Home

Hoge Raad, 14-04-2023, ECLI:NL:HR:2023:578, 21/02321

Hoge Raad, 14-04-2023, ECLI:NL:HR:2023:578, 21/02321

Gegevens

Instantie
Hoge Raad
Datum uitspraak
14 april 2023
Datum publicatie
14 april 2023
ECLI
ECLI:NL:HR:2023:578
Formele relaties
Zaaknummer
21/02321

Inhoudsindicatie

HR: 81.1 RO.

Uitspraak

HOGE RAAD DER NEDERLANDEN

BELASTINGKAMER

Nummer 21/02321

Datum 14 april 2023

ARREST

in de zaak van

[X] te [Z] (hierna: belanghebbende)

tegen

de STAATSSECRETARIS VAN FINANCIËN

op het beroep in cassatie tegen de uitspraak van de Rechtbank Noord-Holland van 16 april 2021, nr. HAA 20/3646 V, op het verzet van belanghebbende tegen een uitspraak van de Rechtbank van 22 december 2020 (nr. HAA 20/3646) betreffende een ten aanzien van belanghebbende gegeven beschikking op een verzoek om teruggaaf van omzetbelasting.

1 Geding in cassatie

Belanghebbende heeft tegen de uitspraak van de Rechtbank op het verzet beroep in cassatie ingesteld.

De Staatssecretaris, vertegenwoordigd door [P], heeft een verweerschrift ingediend.

Belanghebbende heeft een conclusie van repliek ingediend.
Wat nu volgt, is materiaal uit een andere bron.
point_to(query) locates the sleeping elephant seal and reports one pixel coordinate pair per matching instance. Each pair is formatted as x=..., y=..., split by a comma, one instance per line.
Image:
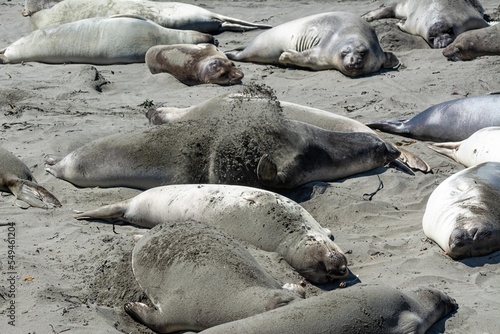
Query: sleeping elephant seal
x=334, y=40
x=358, y=309
x=198, y=277
x=462, y=214
x=102, y=41
x=174, y=15
x=448, y=121
x=16, y=178
x=267, y=220
x=439, y=22
x=475, y=43
x=193, y=64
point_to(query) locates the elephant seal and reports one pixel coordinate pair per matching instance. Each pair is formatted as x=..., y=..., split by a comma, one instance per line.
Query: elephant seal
x=475, y=43
x=174, y=15
x=103, y=41
x=481, y=147
x=453, y=120
x=267, y=220
x=358, y=309
x=462, y=214
x=193, y=64
x=16, y=178
x=334, y=40
x=198, y=277
x=439, y=22
x=260, y=149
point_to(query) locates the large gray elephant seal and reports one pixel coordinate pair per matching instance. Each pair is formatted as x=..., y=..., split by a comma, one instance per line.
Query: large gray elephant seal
x=481, y=147
x=260, y=149
x=439, y=22
x=174, y=15
x=448, y=121
x=462, y=214
x=267, y=220
x=193, y=64
x=358, y=309
x=335, y=40
x=475, y=43
x=117, y=39
x=15, y=177
x=198, y=277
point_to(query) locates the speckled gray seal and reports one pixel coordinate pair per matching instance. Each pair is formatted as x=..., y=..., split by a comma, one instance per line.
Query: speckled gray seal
x=261, y=149
x=193, y=64
x=121, y=39
x=462, y=214
x=267, y=220
x=174, y=15
x=15, y=177
x=439, y=22
x=448, y=121
x=334, y=40
x=198, y=277
x=358, y=309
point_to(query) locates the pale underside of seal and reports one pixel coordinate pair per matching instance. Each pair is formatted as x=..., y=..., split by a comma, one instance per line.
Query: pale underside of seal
x=197, y=277
x=193, y=64
x=475, y=43
x=117, y=39
x=334, y=40
x=439, y=22
x=174, y=15
x=481, y=147
x=358, y=309
x=462, y=214
x=16, y=178
x=453, y=120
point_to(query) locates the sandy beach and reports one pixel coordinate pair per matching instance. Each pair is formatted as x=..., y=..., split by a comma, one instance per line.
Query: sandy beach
x=74, y=276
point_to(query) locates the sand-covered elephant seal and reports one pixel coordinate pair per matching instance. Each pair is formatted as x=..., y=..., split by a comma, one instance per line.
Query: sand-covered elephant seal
x=475, y=43
x=267, y=220
x=453, y=120
x=260, y=149
x=174, y=15
x=16, y=178
x=439, y=22
x=193, y=64
x=334, y=40
x=358, y=309
x=462, y=214
x=481, y=147
x=198, y=277
x=102, y=40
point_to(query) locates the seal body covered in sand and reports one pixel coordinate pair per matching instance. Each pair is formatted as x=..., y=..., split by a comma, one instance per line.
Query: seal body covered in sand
x=462, y=214
x=197, y=277
x=334, y=40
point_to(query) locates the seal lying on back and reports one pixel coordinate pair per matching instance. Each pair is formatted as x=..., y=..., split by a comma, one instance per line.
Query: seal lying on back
x=475, y=43
x=174, y=15
x=193, y=64
x=439, y=22
x=118, y=39
x=267, y=220
x=462, y=215
x=261, y=149
x=198, y=277
x=335, y=40
x=15, y=177
x=448, y=121
x=358, y=309
x=481, y=147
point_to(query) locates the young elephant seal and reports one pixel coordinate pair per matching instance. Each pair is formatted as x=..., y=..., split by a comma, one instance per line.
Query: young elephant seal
x=267, y=220
x=198, y=277
x=193, y=64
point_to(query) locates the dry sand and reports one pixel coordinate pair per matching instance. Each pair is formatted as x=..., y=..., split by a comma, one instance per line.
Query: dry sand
x=75, y=276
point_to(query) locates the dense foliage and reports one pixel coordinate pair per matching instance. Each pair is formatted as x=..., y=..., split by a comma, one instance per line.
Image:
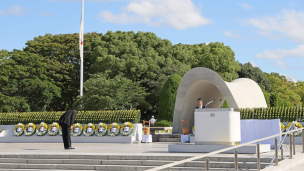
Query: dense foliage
x=286, y=114
x=83, y=117
x=24, y=83
x=122, y=70
x=167, y=98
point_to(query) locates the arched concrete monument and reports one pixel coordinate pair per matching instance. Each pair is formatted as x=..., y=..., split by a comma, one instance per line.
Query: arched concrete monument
x=206, y=84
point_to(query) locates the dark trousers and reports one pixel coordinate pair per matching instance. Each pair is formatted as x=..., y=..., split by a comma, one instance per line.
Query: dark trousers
x=66, y=135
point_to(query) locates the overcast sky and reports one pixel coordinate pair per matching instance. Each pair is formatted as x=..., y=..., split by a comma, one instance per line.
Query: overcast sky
x=269, y=34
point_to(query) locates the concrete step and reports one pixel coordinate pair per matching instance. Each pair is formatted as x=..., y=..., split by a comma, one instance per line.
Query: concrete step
x=132, y=157
x=171, y=169
x=12, y=166
x=169, y=136
x=169, y=139
x=91, y=164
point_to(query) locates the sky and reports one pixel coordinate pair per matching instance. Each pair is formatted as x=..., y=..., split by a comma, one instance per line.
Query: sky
x=269, y=34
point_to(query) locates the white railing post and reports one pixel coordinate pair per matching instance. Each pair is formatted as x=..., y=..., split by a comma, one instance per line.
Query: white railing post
x=276, y=151
x=290, y=146
x=258, y=156
x=207, y=164
x=235, y=160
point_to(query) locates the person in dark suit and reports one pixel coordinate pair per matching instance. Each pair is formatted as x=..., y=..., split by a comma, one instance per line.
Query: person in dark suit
x=66, y=122
x=200, y=104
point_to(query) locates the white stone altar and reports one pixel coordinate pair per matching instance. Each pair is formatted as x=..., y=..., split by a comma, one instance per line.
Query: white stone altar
x=216, y=129
x=217, y=126
x=7, y=136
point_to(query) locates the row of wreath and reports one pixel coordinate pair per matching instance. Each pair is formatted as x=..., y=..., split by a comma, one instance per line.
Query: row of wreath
x=89, y=130
x=295, y=125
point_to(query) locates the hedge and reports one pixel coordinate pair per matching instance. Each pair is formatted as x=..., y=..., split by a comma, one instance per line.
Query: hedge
x=286, y=114
x=83, y=117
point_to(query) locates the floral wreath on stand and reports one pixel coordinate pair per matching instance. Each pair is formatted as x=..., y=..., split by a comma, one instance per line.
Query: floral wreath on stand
x=113, y=129
x=193, y=130
x=88, y=130
x=76, y=130
x=295, y=126
x=283, y=128
x=53, y=129
x=19, y=129
x=30, y=129
x=101, y=129
x=126, y=129
x=42, y=129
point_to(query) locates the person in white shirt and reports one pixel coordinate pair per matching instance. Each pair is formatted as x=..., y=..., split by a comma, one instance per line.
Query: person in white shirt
x=200, y=104
x=152, y=121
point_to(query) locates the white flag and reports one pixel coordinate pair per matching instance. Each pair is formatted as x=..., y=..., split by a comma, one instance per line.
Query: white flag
x=81, y=33
x=81, y=49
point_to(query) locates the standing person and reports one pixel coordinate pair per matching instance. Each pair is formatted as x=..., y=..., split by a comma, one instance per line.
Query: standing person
x=200, y=104
x=152, y=121
x=66, y=122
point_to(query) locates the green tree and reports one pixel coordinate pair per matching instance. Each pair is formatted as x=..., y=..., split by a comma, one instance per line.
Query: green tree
x=284, y=89
x=267, y=99
x=167, y=98
x=139, y=57
x=102, y=92
x=225, y=104
x=256, y=74
x=217, y=57
x=61, y=55
x=23, y=82
x=13, y=104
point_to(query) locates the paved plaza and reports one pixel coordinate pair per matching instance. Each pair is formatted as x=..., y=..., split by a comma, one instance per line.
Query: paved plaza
x=157, y=149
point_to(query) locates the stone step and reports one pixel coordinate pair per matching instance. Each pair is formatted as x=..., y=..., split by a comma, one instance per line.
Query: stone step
x=169, y=139
x=132, y=157
x=169, y=136
x=171, y=169
x=90, y=163
x=7, y=166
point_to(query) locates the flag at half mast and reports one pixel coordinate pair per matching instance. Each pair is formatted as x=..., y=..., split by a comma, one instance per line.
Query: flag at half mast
x=81, y=48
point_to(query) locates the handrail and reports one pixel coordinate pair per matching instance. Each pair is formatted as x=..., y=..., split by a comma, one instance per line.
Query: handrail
x=280, y=145
x=216, y=152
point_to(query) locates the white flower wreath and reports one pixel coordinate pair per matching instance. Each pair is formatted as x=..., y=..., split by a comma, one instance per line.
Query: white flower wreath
x=30, y=129
x=126, y=129
x=89, y=130
x=101, y=129
x=42, y=129
x=53, y=129
x=19, y=129
x=113, y=129
x=76, y=130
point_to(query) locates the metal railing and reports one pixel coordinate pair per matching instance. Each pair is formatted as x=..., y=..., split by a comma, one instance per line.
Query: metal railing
x=292, y=149
x=277, y=148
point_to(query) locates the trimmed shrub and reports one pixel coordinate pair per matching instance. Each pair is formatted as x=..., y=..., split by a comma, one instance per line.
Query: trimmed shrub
x=274, y=100
x=163, y=123
x=82, y=117
x=167, y=98
x=288, y=104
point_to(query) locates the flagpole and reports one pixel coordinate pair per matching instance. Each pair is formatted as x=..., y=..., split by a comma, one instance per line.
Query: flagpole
x=81, y=49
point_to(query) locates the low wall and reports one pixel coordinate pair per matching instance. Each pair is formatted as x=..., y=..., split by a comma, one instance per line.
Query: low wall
x=7, y=136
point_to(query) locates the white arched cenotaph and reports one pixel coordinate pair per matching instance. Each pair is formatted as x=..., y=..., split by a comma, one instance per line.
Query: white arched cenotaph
x=206, y=84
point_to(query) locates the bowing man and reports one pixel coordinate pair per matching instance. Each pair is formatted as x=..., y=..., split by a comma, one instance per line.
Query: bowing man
x=66, y=122
x=200, y=104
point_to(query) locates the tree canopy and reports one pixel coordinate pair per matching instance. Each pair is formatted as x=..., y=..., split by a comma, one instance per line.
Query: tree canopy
x=24, y=84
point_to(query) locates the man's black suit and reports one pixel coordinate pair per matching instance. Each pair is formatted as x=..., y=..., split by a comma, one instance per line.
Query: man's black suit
x=66, y=121
x=202, y=107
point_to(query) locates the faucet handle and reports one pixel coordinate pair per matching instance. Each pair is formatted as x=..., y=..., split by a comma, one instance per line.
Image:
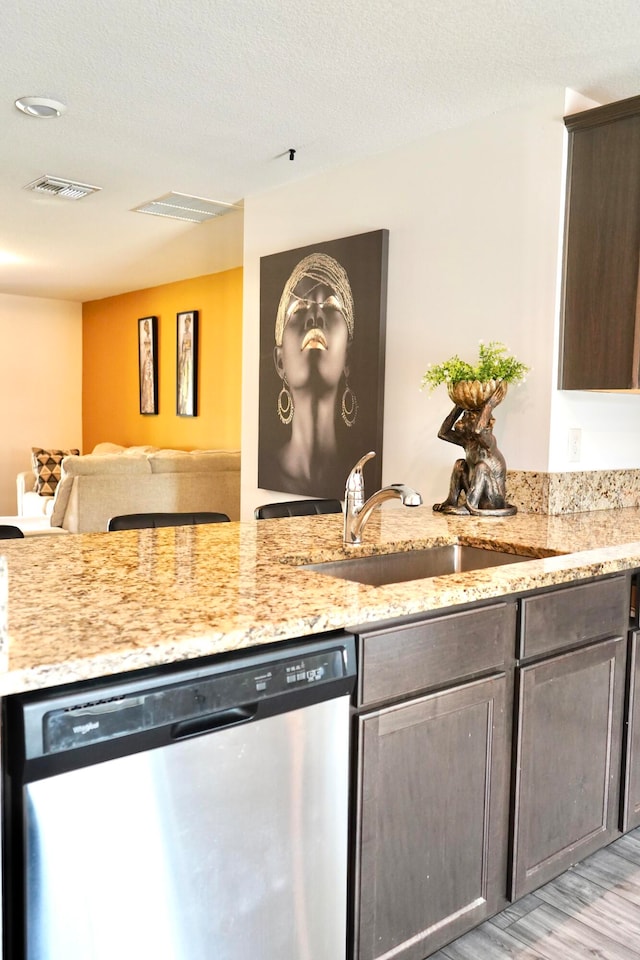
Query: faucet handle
x=355, y=480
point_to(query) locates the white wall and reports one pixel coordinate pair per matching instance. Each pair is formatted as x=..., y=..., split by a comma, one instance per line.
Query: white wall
x=40, y=383
x=474, y=217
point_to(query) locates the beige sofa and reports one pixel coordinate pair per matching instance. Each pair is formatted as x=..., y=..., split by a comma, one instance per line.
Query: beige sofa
x=103, y=484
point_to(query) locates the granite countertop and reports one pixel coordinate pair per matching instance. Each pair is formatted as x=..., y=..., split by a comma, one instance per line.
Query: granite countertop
x=91, y=605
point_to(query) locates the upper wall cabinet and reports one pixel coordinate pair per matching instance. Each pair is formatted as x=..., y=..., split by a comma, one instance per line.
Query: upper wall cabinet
x=601, y=310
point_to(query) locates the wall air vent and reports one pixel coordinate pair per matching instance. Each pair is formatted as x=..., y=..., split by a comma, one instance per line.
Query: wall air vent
x=180, y=206
x=59, y=187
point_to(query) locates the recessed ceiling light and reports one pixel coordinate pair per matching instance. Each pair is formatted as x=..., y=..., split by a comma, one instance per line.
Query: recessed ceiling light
x=41, y=107
x=59, y=187
x=182, y=206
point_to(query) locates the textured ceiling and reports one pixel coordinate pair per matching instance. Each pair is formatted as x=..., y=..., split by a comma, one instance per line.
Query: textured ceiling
x=205, y=98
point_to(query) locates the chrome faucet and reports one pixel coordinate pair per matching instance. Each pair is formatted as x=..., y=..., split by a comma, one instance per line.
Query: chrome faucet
x=357, y=510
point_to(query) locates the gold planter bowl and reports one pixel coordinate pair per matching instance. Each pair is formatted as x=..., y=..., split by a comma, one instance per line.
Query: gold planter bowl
x=471, y=394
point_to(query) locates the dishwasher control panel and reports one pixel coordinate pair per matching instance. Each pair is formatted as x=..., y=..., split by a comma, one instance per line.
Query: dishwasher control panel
x=104, y=713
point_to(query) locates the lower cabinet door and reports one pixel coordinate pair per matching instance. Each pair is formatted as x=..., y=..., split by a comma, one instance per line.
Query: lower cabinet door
x=631, y=803
x=431, y=858
x=567, y=785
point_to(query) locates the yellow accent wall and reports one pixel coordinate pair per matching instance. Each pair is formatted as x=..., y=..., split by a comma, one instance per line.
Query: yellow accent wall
x=110, y=387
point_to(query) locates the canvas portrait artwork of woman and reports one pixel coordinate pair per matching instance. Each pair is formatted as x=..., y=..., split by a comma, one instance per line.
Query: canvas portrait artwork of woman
x=148, y=367
x=323, y=425
x=187, y=330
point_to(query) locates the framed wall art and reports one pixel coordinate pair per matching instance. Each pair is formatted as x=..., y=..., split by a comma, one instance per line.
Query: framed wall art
x=322, y=351
x=148, y=364
x=187, y=364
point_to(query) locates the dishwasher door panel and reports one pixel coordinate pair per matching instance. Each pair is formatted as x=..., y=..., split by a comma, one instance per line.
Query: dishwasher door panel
x=225, y=846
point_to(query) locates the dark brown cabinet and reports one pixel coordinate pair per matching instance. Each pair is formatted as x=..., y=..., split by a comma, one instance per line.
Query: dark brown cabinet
x=570, y=714
x=631, y=784
x=601, y=310
x=433, y=782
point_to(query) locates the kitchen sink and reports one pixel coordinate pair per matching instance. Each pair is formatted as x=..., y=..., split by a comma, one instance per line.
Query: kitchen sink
x=384, y=568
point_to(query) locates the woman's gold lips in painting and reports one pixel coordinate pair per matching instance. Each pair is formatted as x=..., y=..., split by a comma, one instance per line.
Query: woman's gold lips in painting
x=314, y=340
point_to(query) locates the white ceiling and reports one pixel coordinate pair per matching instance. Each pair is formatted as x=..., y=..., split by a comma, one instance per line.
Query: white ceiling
x=205, y=97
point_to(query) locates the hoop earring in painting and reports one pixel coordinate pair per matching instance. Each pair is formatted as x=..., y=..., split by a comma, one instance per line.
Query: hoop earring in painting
x=349, y=405
x=285, y=403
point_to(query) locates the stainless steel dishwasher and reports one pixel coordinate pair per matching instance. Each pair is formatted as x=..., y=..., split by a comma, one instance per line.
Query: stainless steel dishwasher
x=197, y=814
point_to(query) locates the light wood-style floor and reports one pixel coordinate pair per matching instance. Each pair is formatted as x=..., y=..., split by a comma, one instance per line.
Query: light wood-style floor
x=591, y=912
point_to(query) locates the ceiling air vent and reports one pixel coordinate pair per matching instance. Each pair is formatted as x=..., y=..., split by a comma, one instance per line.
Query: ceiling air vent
x=180, y=206
x=58, y=187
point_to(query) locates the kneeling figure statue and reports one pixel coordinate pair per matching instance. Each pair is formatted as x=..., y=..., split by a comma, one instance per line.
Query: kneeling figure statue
x=478, y=481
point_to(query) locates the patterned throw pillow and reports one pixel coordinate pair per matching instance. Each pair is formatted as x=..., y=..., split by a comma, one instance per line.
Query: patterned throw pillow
x=46, y=466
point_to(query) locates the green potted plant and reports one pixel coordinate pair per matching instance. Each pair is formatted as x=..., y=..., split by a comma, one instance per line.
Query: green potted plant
x=471, y=385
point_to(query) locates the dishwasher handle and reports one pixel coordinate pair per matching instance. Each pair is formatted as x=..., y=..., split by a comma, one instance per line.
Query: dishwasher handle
x=213, y=721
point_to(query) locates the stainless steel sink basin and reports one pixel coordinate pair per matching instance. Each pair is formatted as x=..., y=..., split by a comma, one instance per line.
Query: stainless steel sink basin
x=384, y=568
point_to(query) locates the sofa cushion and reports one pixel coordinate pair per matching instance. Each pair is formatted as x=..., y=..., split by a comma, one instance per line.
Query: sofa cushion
x=113, y=463
x=47, y=468
x=101, y=449
x=90, y=465
x=193, y=461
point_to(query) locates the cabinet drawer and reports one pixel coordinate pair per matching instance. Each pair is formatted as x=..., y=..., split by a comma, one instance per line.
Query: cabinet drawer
x=403, y=660
x=571, y=615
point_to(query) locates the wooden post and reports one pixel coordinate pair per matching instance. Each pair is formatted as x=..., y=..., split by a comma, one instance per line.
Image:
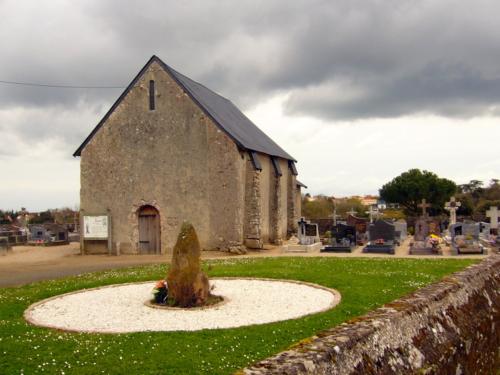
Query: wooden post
x=110, y=242
x=82, y=239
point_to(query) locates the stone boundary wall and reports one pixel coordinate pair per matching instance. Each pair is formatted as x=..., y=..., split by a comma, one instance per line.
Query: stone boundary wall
x=450, y=327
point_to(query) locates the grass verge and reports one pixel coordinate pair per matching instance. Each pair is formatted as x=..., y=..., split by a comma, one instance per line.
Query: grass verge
x=364, y=283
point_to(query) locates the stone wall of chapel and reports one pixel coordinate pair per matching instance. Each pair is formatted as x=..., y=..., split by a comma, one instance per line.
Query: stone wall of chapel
x=174, y=158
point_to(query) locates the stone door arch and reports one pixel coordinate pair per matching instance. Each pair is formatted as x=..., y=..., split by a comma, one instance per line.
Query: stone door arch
x=149, y=230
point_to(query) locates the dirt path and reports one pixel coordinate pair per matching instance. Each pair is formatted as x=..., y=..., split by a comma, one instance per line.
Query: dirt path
x=26, y=264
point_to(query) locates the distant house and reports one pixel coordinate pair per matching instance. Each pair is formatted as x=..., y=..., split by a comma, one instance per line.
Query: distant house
x=170, y=150
x=47, y=234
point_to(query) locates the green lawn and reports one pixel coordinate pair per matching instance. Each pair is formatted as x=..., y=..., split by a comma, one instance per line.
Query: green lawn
x=365, y=283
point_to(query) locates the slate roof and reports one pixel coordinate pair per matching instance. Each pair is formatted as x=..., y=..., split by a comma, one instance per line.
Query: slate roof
x=222, y=111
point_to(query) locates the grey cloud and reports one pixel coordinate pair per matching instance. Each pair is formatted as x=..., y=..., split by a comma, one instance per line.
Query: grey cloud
x=399, y=57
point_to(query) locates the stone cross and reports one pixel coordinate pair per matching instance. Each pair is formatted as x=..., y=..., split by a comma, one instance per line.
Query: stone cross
x=452, y=206
x=352, y=212
x=424, y=206
x=302, y=227
x=492, y=213
x=372, y=212
x=335, y=216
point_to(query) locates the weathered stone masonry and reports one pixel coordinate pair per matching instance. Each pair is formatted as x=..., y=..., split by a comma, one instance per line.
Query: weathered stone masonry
x=182, y=160
x=450, y=327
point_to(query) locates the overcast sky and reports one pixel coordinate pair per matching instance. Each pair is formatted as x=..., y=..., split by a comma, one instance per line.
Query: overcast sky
x=357, y=91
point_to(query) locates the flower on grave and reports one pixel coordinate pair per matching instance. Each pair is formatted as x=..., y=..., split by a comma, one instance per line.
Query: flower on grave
x=160, y=292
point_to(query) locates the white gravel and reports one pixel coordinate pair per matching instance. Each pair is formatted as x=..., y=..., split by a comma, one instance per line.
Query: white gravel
x=120, y=308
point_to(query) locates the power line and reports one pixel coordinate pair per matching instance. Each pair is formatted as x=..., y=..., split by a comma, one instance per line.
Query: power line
x=59, y=86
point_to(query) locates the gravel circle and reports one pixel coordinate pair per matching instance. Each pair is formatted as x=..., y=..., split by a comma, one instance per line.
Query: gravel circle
x=121, y=308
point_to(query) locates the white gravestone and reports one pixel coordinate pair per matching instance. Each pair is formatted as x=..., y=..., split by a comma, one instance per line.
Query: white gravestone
x=95, y=227
x=492, y=213
x=352, y=212
x=373, y=213
x=424, y=206
x=452, y=206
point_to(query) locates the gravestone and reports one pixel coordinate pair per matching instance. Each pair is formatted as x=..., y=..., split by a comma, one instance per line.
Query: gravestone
x=382, y=235
x=4, y=245
x=492, y=213
x=343, y=239
x=308, y=239
x=423, y=241
x=308, y=232
x=484, y=229
x=361, y=225
x=373, y=213
x=187, y=284
x=421, y=229
x=452, y=206
x=465, y=238
x=401, y=230
x=424, y=206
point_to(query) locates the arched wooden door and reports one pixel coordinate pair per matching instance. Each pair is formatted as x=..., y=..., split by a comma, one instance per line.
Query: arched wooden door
x=149, y=230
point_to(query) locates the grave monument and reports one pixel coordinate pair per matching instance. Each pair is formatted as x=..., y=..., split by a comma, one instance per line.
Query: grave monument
x=382, y=235
x=426, y=235
x=452, y=206
x=343, y=239
x=465, y=239
x=308, y=238
x=492, y=213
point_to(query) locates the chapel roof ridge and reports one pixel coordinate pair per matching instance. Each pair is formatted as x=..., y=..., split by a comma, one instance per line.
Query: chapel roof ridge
x=221, y=110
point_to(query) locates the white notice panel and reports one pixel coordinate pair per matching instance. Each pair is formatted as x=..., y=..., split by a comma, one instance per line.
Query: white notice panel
x=95, y=227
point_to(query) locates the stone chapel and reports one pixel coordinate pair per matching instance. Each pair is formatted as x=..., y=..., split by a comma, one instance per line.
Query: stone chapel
x=170, y=149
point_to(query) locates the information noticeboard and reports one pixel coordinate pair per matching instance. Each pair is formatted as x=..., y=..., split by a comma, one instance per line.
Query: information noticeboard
x=95, y=227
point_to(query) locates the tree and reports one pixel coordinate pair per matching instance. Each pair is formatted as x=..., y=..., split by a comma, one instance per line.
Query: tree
x=412, y=186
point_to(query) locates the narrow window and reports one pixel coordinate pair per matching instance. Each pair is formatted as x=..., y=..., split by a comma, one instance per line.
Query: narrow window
x=151, y=95
x=276, y=166
x=255, y=160
x=293, y=169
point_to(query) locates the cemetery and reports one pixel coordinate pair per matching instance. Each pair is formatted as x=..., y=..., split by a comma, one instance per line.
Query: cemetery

2 Beoordeling van de klachten

De Hoge Raad heeft de klachten over de uitspraak van de Rechtbank beoordeeld. De uitkomst hiervan is dat deze klachten niet kunnen leiden tot vernietiging van die uitspraak. De Hoge Raad hoeft niet te motiveren waarom hij tot dit oordeel is gekomen. Bij de beoordeling van deze klachten is het namelijk niet nodig om antwoord te geven op vragen die van belang zijn voor de eenheid of de ontwikkeling van het recht (zie artikel 81, lid 1, van de Wet op de rechterlijke organisatie).

3 Proceskosten

De Hoge Raad ziet geen aanleiding voor een veroordeling in de proceskosten.